As a TIME correspondent in Mexico, India, Pakistan and other countries where rogue germs abound, Tim McGirk has had his share of firsthand epidemiological experience. But dengue fever holds a special, painful place in his memory. "There's a reason they call it break-bone fever," says McGirk, who contracted the virus in New Delhi and suffered for three weeks. "You feel like there's this deep, painful itching happening inside your bones. You're on this horrible roller-coaster ride of hot spells and chills, like you're being shaken around. It just racks your body."

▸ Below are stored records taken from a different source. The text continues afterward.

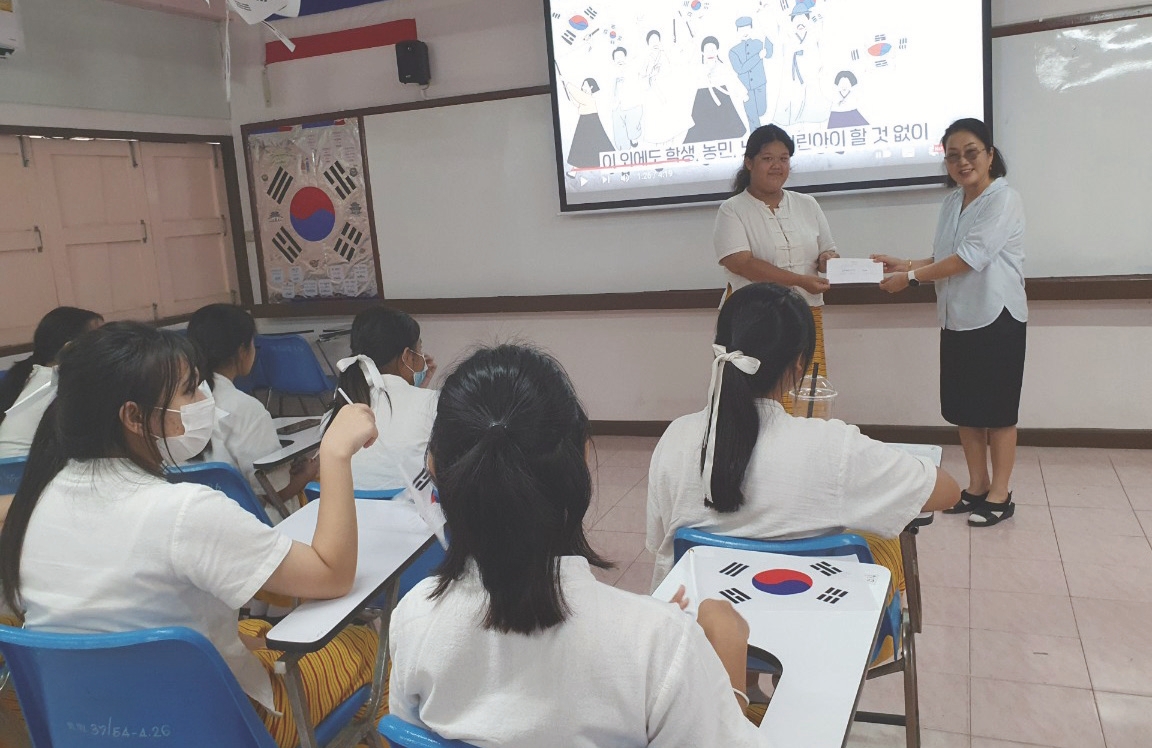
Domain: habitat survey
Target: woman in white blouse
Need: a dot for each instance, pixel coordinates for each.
(30, 382)
(225, 337)
(514, 642)
(389, 371)
(747, 468)
(978, 270)
(766, 233)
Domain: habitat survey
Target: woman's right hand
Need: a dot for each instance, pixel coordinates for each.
(891, 264)
(351, 430)
(815, 285)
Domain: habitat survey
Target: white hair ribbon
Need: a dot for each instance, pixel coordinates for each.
(747, 364)
(371, 374)
(45, 391)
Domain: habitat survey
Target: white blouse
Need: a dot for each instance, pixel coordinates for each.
(114, 549)
(19, 428)
(623, 671)
(403, 418)
(806, 476)
(793, 238)
(988, 235)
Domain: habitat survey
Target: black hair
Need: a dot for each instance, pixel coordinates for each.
(507, 452)
(57, 329)
(380, 333)
(706, 42)
(759, 137)
(775, 326)
(219, 333)
(983, 133)
(844, 74)
(103, 370)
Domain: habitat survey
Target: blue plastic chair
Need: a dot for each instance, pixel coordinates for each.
(421, 567)
(12, 470)
(167, 686)
(401, 734)
(895, 624)
(222, 477)
(257, 378)
(292, 369)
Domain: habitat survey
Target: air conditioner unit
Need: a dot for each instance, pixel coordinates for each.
(12, 36)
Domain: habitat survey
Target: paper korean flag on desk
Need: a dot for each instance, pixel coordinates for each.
(772, 581)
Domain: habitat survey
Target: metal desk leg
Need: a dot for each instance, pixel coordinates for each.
(288, 666)
(272, 495)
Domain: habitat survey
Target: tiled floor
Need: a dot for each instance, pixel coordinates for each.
(1038, 632)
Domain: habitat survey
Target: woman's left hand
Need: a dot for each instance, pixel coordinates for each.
(894, 282)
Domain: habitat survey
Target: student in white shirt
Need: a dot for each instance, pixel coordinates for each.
(30, 382)
(978, 271)
(97, 539)
(224, 335)
(389, 371)
(514, 642)
(747, 468)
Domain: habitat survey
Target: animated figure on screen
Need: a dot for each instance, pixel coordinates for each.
(666, 102)
(713, 113)
(627, 107)
(844, 103)
(589, 140)
(802, 100)
(748, 59)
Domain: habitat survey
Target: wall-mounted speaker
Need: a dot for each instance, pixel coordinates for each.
(412, 62)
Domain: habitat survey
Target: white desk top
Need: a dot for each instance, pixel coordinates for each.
(298, 443)
(391, 535)
(824, 648)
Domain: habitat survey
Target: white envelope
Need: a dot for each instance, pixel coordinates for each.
(854, 270)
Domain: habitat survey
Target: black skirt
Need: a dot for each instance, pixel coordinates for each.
(980, 374)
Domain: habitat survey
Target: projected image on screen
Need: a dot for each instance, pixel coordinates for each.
(653, 99)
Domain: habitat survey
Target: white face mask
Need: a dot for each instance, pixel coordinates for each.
(199, 421)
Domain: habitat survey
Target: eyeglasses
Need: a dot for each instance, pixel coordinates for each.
(969, 156)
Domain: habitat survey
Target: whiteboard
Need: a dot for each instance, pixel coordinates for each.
(465, 197)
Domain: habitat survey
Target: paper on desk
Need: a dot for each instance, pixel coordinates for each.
(854, 270)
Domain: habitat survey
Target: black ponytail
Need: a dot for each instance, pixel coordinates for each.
(380, 333)
(219, 333)
(101, 371)
(58, 327)
(508, 456)
(775, 326)
(759, 137)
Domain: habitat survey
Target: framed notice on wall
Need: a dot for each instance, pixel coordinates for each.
(311, 212)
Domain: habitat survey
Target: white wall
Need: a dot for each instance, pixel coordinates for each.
(91, 63)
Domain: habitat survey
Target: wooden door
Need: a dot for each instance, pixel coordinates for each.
(188, 206)
(96, 226)
(28, 288)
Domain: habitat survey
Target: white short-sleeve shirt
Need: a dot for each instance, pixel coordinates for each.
(19, 428)
(988, 235)
(244, 435)
(806, 476)
(623, 671)
(791, 238)
(111, 548)
(403, 418)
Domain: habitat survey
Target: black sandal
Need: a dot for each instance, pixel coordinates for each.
(992, 513)
(968, 503)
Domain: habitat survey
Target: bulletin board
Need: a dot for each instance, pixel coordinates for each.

Millions of others are being taken on the same ride. According to the World Health Organization (WHO), dengue infects more than 100 million people a year and the mosquito-borne sickness is on the rise. Once confined to tropical regions like Southeast Asia, 100 countries are now classified as dengue risk areas, up from nine prior to 1970. "Dengue is being seen in places it hasn't been seen before," says Dr. John Simon, a tropical disease specialist in Hong Kong, where a furor over the fever has been roiling local newspapers since the first locally contracted case was reported last month. "Dengue is a huge problem."
It's big trouble in a tiny package specifically, the Aedes aegypti mosquito, whose bite is the main way the virus can spread. Aedes aegypti are right at home in tropical cities rife with stagnant water and human targets. "Once a dengue epidemic is under way, it's very difficult to stop it," says Dr. Ray Arthur, a virologist for the who. No vaccine exists.

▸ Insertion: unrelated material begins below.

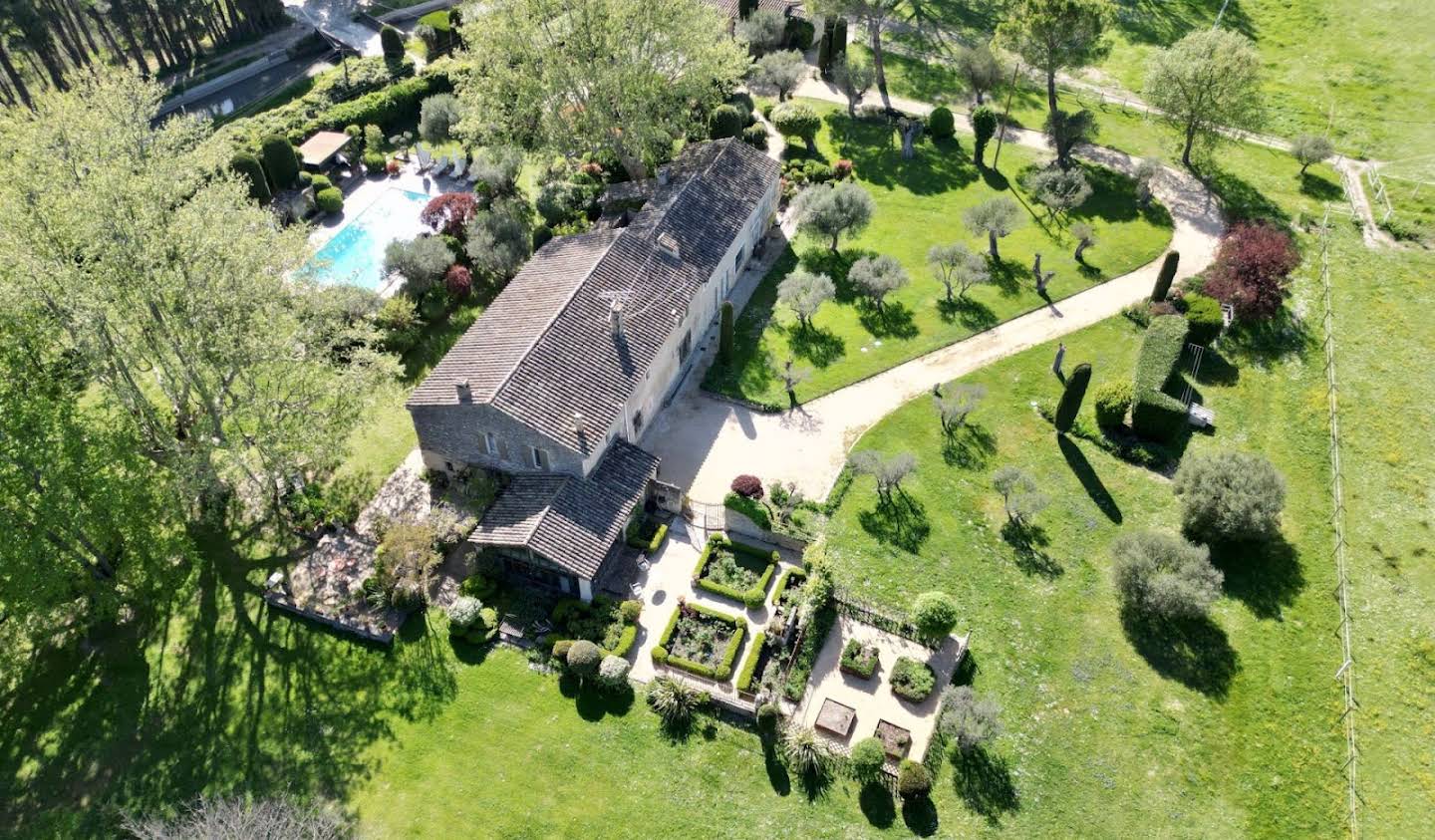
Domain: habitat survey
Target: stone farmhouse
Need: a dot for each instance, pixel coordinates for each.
(556, 381)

Fortunately for most, the virus is fatal in less than 1% of cases, although its symptoms blinding headaches, spiraling fever and extensive body rash can make death look attractive. Doctors sometimes confuse a dengue case with ordinary flu (the sensitive, pinkish rash is often the best indicator of dengue). But the worst suffering rarely lasts more than a week. Treatment consists of little more than bed rest and nonaspirin painkillers.
A very small percentage of infections can develop into the far more serious dengue hemorrhagic fever (DHF), characterized by bleeding through bodily orifices and even the pores of the skin. In those who have contracted DHF, the body's tiniest blood vessels start leaking like bad plumbing, leading to a catastrophic drop in blood pressure, followed by shock and very often death. Half of those who get DHF will die without top-class medical attention, says Simon. Fluids must be administered intravenously and precisely to keep vascular pressure at a safe level. It can be tough to tell when dengue has developed into DHF, but as microbiologist Dr. Malik Peiris notes, "If you begin to bleed out your orifices, it's pretty obvious you need medical help."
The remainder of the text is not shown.